In the latter method, some plants maintained the coal-burning capacity to allow the plants to burn whatever fuel deemed most efficient. By considering these methods to convert coal as fuel at the existing plants in Vietnam to LNG, the projects might cost less than the development of brand-new facilities.
There are disadvantages, namely the upfront cost of converting a coal-fired plant to an LNG-to-power one can be high, including the cost of modifying the boilers, upgrading other equipment, and building storage and regasification facilities. Further, LNG is a flammable substance. The risks of leaks, explosions, and fires are much higher than with coal. Therefore, LNG facilities must meet much higher safety standards.
One of the biggest disadvantages is the price fluctuations of imported LNG. Many countries are relying on imports, and so is Vietnam. Our domestic gas supplies have shown signs of declining. The exploration and development of new oil and gas reserves encountered delay issues.
What are the factors to successfully convert a coal-fired power into an LNG project, and the challenges for investors?
To convert a coal power plant into an LNG plant, there are many crucial elements that must be considered. Among them are the age and condition of the plant, the regulatory frameworks, the availability of the LNG supplies, the fit-for-purpose equipment supplies, cost of LNG and competing fuels, and use of by-products
Currently, energy investors are facing key challenges in Vietnam including electricity pricing pressure.

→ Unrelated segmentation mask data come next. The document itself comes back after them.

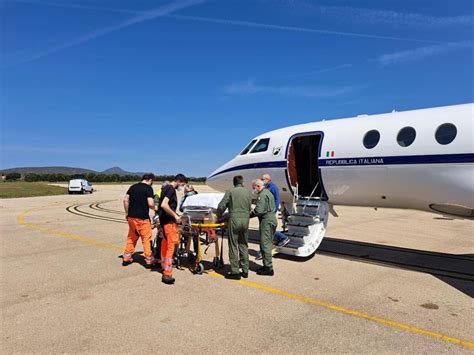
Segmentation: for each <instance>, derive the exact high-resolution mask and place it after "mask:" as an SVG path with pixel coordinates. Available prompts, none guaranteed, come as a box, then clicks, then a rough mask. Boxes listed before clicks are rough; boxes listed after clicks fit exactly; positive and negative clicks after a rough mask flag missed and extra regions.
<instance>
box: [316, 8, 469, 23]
mask: <svg viewBox="0 0 474 355" xmlns="http://www.w3.org/2000/svg"><path fill="white" fill-rule="evenodd" d="M319 11H320V13H321V14H322V15H326V16H330V17H334V18H337V19H338V20H346V21H350V22H355V23H367V24H374V25H378V24H382V25H389V26H393V27H417V28H419V27H445V26H453V25H464V26H466V25H473V24H474V18H473V16H471V15H460V16H429V15H423V14H417V13H406V12H397V11H390V10H378V9H366V8H356V7H348V6H320V7H319Z"/></svg>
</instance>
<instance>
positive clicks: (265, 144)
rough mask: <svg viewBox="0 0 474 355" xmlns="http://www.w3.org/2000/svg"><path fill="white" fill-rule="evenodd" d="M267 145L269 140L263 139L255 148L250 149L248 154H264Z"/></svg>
mask: <svg viewBox="0 0 474 355" xmlns="http://www.w3.org/2000/svg"><path fill="white" fill-rule="evenodd" d="M268 143H270V138H263V139H260V140H259V141H258V143H257V144H255V147H254V148H253V149H252V151H251V152H250V153H260V152H264V151H266V150H267V149H268Z"/></svg>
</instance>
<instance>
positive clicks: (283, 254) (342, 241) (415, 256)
mask: <svg viewBox="0 0 474 355" xmlns="http://www.w3.org/2000/svg"><path fill="white" fill-rule="evenodd" d="M249 239H250V241H251V242H257V243H258V242H259V233H258V231H257V230H250V231H249ZM249 252H250V254H251V255H253V256H255V255H256V254H257V252H256V251H249ZM317 254H322V255H328V256H332V257H338V258H344V259H349V260H353V261H358V262H365V263H373V264H377V265H383V266H388V267H394V268H399V269H404V270H412V271H418V272H423V273H426V274H430V275H432V276H434V277H436V278H437V279H439V280H441V281H443V282H445V283H447V284H448V285H450V286H452V287H454V288H456V289H457V290H458V291H460V292H463V293H464V294H466V295H468V296H470V297H474V255H473V254H467V255H456V254H447V253H437V252H431V251H426V250H418V249H409V248H400V247H394V246H388V245H382V244H374V243H365V242H359V241H351V240H345V239H337V238H328V237H326V238H324V239H323V241H322V242H321V245H320V246H319V248H318V249H317V250H316V252H315V253H313V254H312V255H310V256H308V257H305V258H300V257H296V256H292V255H285V254H276V255H275V256H274V257H275V258H277V259H283V260H290V261H292V262H305V261H308V260H311V259H312V258H314V256H315V255H317Z"/></svg>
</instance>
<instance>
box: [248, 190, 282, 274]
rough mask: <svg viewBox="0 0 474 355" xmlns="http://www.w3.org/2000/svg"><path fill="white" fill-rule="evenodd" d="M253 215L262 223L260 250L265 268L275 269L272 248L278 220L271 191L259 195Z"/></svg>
mask: <svg viewBox="0 0 474 355" xmlns="http://www.w3.org/2000/svg"><path fill="white" fill-rule="evenodd" d="M253 214H254V215H255V216H257V217H258V220H259V222H260V250H261V252H262V256H263V266H266V267H268V268H270V269H273V263H272V248H273V236H274V235H275V231H276V227H277V219H276V215H275V197H274V196H273V194H272V193H271V192H270V190H268V189H263V190H262V191H260V192H259V193H258V198H257V203H256V205H255V209H254V210H253Z"/></svg>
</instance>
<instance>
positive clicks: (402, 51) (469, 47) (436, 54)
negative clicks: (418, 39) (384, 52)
mask: <svg viewBox="0 0 474 355" xmlns="http://www.w3.org/2000/svg"><path fill="white" fill-rule="evenodd" d="M472 47H473V42H471V41H461V42H455V43H449V44H440V45H433V46H426V47H419V48H415V49H409V50H405V51H399V52H394V53H386V54H382V55H380V56H378V57H377V59H376V61H377V62H378V64H379V65H380V66H382V67H385V66H389V65H394V64H400V63H405V62H410V61H415V60H420V59H424V58H427V57H432V56H435V55H439V54H442V53H446V52H449V51H454V50H459V49H466V48H472Z"/></svg>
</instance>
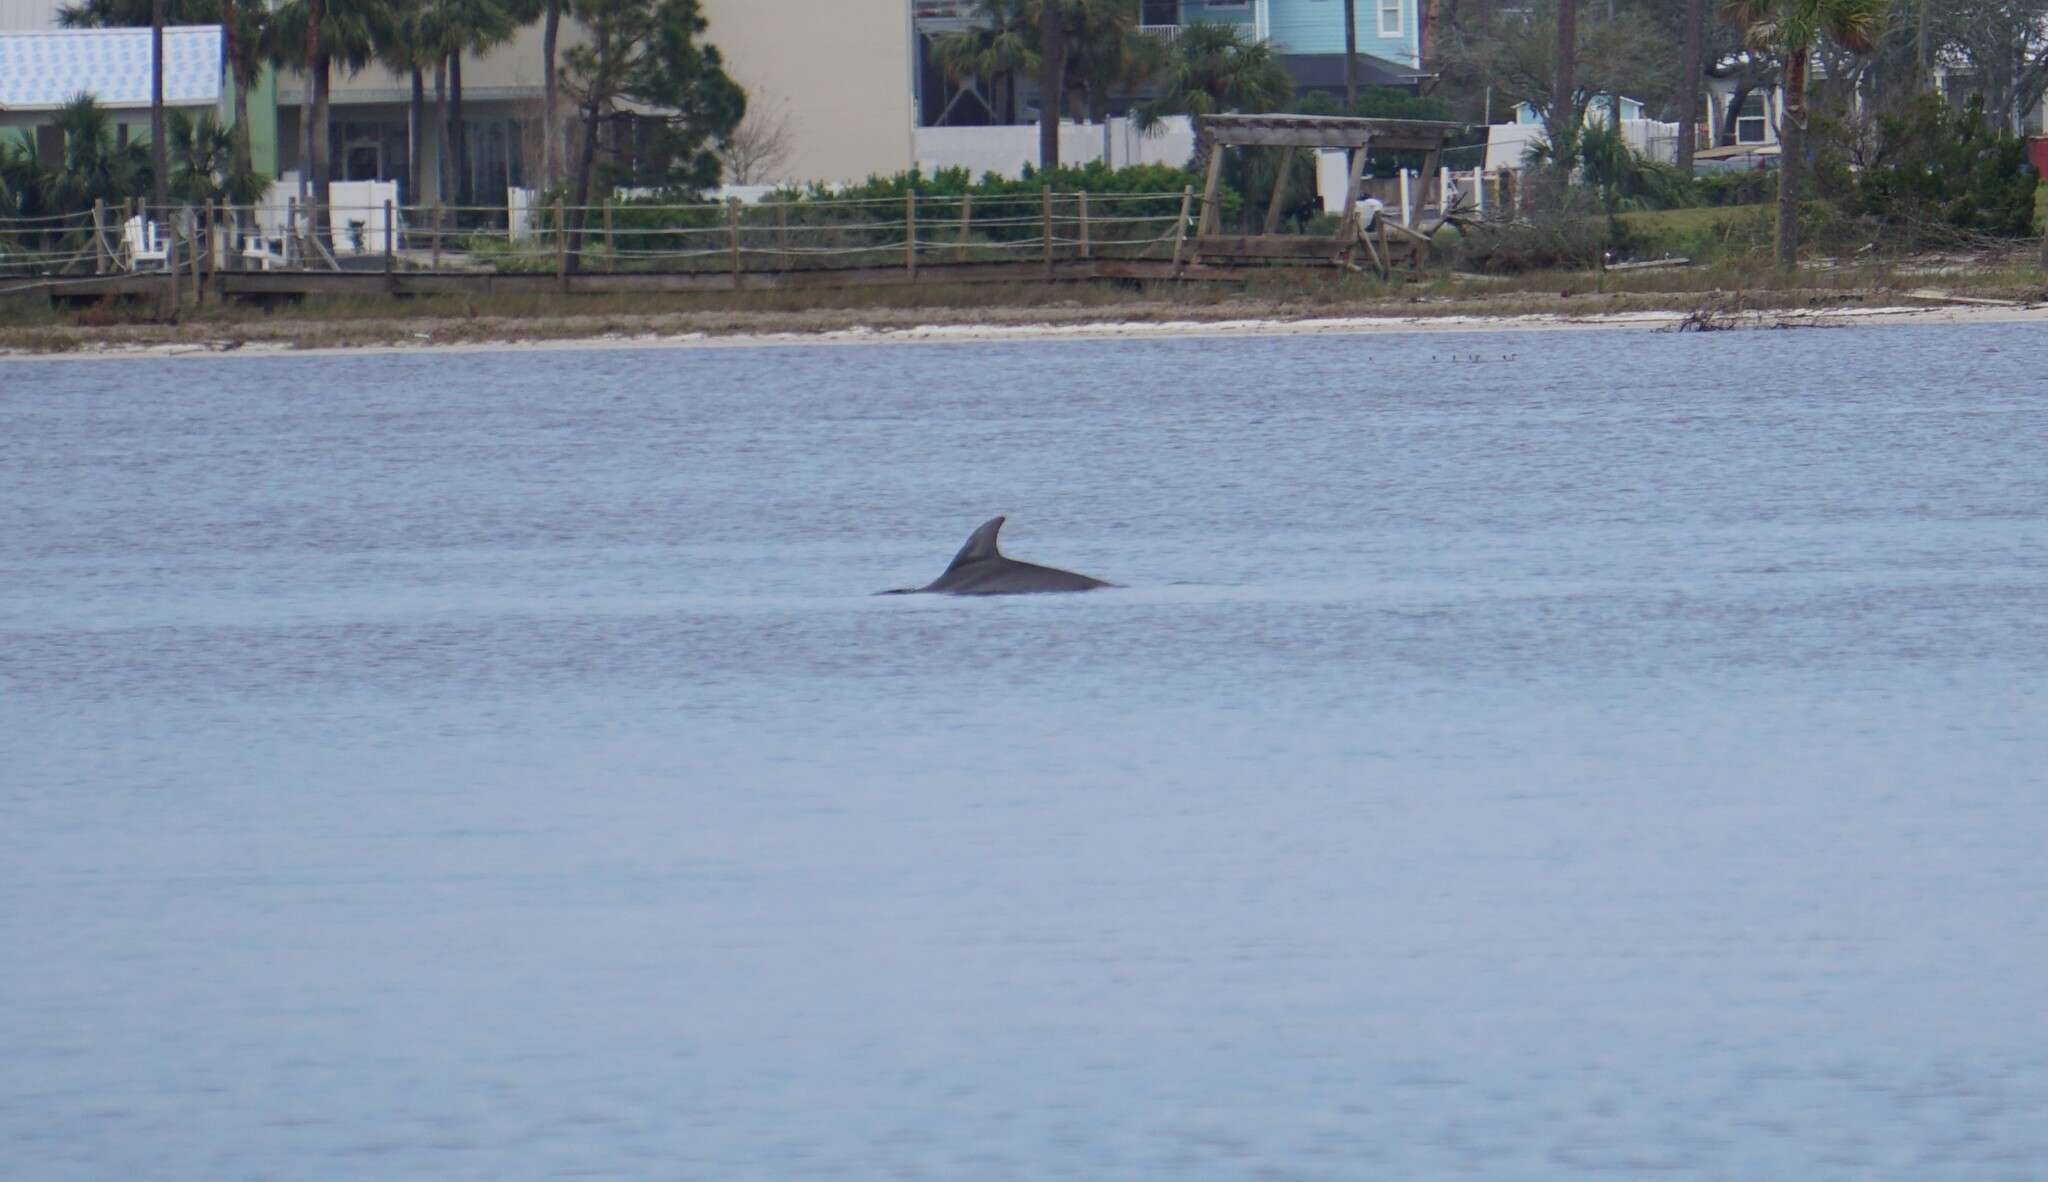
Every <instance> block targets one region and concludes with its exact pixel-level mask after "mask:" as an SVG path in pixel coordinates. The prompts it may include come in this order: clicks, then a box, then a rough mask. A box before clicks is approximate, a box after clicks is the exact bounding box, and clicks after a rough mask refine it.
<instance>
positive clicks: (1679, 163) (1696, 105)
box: [1677, 0, 1706, 176]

High and fluctuating LNG prices purchased at the spot would be an obstacle when signing power purchase agreements (PPAs) with Vietnam Electricity (EVN). Long-term supply contracts could overcome the issue. But in the end, EVN as a state-owned enterprise, will be very price sensitive.
So far, there is no electricity generation price framework for LNG-to-power plants. Additionally, LNG is expected to account for almost 15 per cent of the power generation structure. Again, long-term supply contracts can help stabilise the price.
Many LNG power projects such as Nhon Trach 3-4, Hiep Phuoc, Bac Lieu, and Long An 1-2 are facing challenges related to capital arrangements, negotiation of PPAs, and negotiation of gas purchase and sale contracts, for the reasons already stated.
Secondly, there is no commitment from the government of power output. The negotiation of PPAs is difficult. Power plants need a commitment to purchase power at an agreed price for the long term. This supports their long-term financing. However, EVN only wants to purchase power according to its projections of actual demand. These two differing needs must be matched.
Thirdly, there is a lack of technical standards or regulations in Vietnam on the design, construction, transportation, operation, and maintenance of LNG terminals or storage. It is critical that the government provide clear guidance as to its needs and do so such that problems can be managed around these needs.
The government and producers can then harmonise benefits and share risks, necessary in a working PPA. The issues are being assessed by the National Assembly Standing Committee, and its objective is to implement policies for working infrastructure.